As noted several months ago, Musk formally proposed to buy the company for $54.20 a share.
While Twitter management was initially resistant toward the deal, they ultimately accepted the offer.
Then Musk wanted out in July. Since then, drama and legal proceedings have followed.
This week, news broke that Musk is willing to move forward with the deal again, sending shares of Twitter higher and Tesla lower.
Trading Twitter Stock
Despite the news, Twitter stock is not trading like an acquisition is right around the corner. Instead, it’s trading with some hesitancy.
Currently near $51 a share, it’s roughly 6% below the buyout price of $54.20.
If the deal goes through, buyers at $51 will generate a 6% return in a relatively quick manner. However, that’s if the deal actually goes through.

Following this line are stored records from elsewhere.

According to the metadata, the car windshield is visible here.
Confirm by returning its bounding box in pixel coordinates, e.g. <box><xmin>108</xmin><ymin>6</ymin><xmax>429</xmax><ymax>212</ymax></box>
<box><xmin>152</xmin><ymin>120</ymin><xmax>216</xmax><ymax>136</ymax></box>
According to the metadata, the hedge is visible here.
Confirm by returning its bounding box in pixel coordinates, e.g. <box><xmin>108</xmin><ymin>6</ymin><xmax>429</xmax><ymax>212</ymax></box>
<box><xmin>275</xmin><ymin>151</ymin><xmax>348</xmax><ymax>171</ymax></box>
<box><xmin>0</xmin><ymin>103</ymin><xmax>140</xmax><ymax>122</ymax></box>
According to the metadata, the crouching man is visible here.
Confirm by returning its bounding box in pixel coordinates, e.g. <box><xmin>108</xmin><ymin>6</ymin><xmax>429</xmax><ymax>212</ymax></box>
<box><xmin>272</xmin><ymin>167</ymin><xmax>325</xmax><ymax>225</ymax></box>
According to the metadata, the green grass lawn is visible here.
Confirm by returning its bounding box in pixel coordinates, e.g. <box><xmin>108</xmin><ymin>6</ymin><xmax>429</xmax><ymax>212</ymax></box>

The problem with Twitter stock now is, it sets up as a binary event. Really though, that has been the case for months.
Either the deal closes and this name shoots up to $54.20 or it doesn’t close — either because of a legal snag or Musk somehow finding a new way out — and Twitter shares plunge.
If they do pull back, I want to see how the $45 area acts. Is it support or does the stock drop into the low $40s where it was consolidating throughout September and where it currently finds the 50-day and 200-day moving averages?
Trading Tesla Stock
I recently covered Tesla stock, noting how shares knifed through the $250 area. On Tuesday, it closed back near this region, but Wednesday's move lower has taken out the prior week’s low.
Now into the $230s, bulls want to see if the 78.6% retracement is enough to buoy the stock.
If it is, the $250s could be back in play. If not, Tesla stock may need to retest sub-$225, followed by the low-$200s.